Sinematerapi

Dr. Aslı AKTÜMEN’in düzenlediği Sanat ile Psikoterapi workshopları.

Sinematerapi Nedir?

Sanat, duyguların, arzuların ve fikirlerin dışavurumunu kolaylaştırdığı için psikoterapide kullanımı sıklıkla tercih edilen bir araçtır. Resim, heykel, edebiyat veya müzik yani sanatın hemen hemen her dalı psikoterapide imgeler, renkler ve metaforlar olarak kullanılabilmektedir. Yedinci sanat sinemanın da, insan psikolojisi üzerindeki etkisi uzmanlar tarafından fark edilmiş ve bir terapi tekniğine dönüştürülmüştür.
Sinemanın terapötik olarak kullanımı ilk kez, 1946 yılında askeri bir hastanenin psikiyatri bölümünde başlamıştır. Tedaviye uyum gösteren hastalara film izleme ödülü verilmiş ve sonuçları gözlemlenmiştir. Zamanla hastalarda olumlu yönde davranışsal değişim ve iyileşen iletişim becerileri kaydedilmiştir. Sinemanın yarattığı bu etkiler daha sonra bilimsel araştırmalara konu olarak, bir terapi tekniği haline getirilmiştir.

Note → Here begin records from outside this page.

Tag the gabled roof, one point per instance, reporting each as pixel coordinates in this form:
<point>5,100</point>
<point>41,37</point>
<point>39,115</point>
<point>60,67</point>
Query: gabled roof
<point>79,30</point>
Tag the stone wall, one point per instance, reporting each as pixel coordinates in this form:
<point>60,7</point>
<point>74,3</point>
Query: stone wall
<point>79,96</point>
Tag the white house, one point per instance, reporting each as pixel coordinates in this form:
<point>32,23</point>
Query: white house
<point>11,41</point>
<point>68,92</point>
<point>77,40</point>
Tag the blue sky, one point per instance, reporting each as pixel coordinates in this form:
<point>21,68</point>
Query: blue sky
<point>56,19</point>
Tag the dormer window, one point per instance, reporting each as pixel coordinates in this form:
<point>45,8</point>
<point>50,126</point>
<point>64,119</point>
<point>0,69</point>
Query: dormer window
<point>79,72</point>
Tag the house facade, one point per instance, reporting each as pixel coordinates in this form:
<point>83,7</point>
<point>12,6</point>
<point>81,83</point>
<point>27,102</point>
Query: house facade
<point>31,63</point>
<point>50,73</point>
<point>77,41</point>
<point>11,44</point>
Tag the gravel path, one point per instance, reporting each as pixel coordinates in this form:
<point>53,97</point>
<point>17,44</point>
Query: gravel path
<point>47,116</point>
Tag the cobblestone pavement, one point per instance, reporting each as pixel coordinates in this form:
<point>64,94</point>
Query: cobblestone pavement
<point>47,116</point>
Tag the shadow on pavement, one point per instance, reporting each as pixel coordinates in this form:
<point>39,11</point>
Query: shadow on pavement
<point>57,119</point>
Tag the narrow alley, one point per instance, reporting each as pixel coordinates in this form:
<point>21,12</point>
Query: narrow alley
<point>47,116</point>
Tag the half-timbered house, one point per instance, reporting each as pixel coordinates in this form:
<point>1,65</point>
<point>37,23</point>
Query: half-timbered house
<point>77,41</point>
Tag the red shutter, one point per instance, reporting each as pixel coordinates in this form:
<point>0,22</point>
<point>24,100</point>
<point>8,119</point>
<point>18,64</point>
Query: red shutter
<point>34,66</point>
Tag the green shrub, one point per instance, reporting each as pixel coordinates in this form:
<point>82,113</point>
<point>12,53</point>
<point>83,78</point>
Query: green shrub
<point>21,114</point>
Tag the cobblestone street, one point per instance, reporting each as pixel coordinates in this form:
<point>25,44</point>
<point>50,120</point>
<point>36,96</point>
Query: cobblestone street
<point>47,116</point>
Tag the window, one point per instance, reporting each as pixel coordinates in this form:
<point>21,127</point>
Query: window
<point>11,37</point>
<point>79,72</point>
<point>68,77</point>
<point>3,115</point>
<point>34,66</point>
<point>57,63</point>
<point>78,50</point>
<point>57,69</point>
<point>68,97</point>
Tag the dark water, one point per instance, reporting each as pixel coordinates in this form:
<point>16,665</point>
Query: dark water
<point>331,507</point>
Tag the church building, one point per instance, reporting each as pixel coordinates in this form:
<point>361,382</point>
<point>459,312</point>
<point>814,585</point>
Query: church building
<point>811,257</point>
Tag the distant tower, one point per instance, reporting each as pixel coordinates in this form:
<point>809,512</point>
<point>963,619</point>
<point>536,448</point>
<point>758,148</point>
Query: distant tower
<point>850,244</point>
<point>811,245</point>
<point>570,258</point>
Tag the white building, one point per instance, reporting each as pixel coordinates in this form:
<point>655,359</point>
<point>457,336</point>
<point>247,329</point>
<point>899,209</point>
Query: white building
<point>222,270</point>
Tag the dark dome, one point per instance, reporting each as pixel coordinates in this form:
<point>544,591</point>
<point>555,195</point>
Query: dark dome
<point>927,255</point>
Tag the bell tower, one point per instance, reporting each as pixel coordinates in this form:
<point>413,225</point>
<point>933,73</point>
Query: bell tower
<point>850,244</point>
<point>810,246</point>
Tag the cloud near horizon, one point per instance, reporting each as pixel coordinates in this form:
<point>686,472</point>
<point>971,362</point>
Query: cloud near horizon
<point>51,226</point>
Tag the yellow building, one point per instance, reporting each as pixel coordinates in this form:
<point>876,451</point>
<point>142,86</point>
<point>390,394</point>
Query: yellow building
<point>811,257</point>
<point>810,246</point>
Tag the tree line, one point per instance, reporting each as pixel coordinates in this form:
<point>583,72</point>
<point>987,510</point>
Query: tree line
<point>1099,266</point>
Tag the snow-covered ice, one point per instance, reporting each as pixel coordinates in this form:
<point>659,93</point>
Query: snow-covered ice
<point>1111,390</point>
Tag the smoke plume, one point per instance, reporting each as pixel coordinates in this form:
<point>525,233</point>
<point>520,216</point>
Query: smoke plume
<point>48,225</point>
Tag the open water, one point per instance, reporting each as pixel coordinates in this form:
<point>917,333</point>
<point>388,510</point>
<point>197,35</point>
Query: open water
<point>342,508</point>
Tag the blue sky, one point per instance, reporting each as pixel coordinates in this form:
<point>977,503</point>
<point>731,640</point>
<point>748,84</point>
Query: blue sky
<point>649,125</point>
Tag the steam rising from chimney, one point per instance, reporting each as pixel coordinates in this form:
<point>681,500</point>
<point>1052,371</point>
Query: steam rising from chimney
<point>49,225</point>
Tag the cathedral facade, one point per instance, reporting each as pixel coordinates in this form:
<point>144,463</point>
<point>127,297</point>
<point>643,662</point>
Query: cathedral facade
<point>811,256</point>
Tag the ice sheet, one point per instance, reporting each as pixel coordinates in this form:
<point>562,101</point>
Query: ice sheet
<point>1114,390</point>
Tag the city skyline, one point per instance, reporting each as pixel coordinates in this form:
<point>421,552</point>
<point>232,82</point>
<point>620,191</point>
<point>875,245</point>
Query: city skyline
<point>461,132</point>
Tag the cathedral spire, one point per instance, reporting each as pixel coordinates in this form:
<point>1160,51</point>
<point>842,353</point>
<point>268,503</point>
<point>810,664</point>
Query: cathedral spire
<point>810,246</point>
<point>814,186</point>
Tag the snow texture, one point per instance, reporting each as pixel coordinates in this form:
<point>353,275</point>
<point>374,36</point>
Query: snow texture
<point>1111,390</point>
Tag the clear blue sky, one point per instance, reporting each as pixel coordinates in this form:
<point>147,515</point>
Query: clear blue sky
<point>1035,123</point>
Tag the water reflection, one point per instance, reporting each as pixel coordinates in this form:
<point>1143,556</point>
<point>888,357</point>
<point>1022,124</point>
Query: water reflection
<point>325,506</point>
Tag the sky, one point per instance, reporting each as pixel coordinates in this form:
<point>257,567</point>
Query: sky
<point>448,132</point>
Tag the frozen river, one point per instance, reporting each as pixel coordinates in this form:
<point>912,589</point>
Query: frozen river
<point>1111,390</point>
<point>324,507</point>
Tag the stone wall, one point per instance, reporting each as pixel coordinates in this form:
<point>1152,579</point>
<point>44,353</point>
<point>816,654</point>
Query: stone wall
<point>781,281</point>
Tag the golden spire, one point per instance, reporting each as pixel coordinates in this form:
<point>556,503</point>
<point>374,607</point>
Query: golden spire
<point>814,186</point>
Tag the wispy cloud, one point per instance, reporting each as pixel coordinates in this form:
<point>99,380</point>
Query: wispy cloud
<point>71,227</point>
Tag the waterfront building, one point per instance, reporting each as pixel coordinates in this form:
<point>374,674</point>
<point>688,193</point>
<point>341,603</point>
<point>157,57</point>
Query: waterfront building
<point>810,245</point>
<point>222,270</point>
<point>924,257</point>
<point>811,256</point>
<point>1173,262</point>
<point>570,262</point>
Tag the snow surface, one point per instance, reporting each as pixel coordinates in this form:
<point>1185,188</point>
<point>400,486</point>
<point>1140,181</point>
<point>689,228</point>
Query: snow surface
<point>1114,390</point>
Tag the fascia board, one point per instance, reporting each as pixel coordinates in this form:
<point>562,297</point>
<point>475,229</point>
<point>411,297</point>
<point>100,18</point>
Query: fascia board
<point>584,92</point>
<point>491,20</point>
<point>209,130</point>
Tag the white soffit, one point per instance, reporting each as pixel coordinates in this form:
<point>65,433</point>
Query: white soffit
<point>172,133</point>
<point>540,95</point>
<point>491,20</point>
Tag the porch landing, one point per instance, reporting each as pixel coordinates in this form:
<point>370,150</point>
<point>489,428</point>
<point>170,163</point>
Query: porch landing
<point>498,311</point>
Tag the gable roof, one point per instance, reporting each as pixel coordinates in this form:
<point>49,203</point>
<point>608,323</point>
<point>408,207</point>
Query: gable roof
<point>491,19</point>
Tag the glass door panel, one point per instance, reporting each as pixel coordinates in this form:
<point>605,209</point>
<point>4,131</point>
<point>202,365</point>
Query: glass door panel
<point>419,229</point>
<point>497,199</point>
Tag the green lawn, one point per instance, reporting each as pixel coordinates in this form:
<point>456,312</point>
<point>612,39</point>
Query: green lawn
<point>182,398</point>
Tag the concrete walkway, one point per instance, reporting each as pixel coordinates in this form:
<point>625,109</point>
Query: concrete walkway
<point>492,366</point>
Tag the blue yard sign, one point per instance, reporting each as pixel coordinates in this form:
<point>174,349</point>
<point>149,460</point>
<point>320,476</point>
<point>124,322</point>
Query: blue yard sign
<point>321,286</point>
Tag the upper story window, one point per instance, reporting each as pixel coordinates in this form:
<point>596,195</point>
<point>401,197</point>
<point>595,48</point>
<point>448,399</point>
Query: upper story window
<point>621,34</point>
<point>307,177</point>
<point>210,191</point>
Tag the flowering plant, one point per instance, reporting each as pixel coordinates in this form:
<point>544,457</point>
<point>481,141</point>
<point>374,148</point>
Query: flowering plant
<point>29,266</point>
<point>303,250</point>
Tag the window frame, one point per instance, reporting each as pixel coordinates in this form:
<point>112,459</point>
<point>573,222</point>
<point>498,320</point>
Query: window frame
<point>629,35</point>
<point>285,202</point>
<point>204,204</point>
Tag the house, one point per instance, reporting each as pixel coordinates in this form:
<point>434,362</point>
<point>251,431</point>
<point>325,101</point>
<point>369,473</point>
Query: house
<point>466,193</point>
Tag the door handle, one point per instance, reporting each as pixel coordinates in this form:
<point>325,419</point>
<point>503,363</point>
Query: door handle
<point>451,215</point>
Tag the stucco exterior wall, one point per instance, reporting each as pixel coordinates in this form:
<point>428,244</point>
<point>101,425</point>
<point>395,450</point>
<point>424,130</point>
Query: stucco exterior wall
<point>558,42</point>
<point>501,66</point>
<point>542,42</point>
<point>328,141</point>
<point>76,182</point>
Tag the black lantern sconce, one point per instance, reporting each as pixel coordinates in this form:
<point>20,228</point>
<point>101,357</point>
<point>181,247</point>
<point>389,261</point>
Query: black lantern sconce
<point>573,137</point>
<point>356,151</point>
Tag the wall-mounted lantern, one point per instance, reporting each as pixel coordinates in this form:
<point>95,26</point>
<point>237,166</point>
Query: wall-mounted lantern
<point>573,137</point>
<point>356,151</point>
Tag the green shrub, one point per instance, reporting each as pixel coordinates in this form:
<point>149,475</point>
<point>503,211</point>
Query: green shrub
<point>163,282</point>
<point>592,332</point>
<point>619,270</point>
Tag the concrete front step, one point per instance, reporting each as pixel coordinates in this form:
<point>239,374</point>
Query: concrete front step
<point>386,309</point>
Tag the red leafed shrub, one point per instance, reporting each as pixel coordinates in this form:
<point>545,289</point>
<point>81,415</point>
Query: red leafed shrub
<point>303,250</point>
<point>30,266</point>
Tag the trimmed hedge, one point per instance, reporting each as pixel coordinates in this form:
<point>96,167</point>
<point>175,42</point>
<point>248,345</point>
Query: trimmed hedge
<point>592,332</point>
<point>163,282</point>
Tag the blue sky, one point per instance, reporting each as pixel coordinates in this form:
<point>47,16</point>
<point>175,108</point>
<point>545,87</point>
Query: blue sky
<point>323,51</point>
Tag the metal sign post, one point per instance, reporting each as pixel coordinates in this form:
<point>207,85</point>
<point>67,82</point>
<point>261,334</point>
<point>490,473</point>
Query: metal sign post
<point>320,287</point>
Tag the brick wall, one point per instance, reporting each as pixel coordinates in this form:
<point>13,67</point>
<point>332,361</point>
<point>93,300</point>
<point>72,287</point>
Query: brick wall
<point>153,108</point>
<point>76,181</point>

Sinematerapinin Uygulanımı:

Sinematerapi, eğitimli bir uzman tarafından bireysel, grup ya da danışana film izleme ödevi verilmesi şeklinde gerçekleşmektedir. Tek başına bir terapi yöntemi olarak kullanılmaktan ziyade psikoterapide kolaylaştırıcı bir unsur olarak tercih edilmektedir. Amaç izlenen filmde benzer sorunları yaşayan karakterlerle bağ kurulması, olumlu veya olumsuz duyguların ortaya çıkmasıdır. Bununla birlikte sinematerapi yaratıcılık barındıran bir tekniktir. Bazen bir mekan, bazen bir film müziği katılımcıda benzer bir etkilenime sebep olabilmektedir.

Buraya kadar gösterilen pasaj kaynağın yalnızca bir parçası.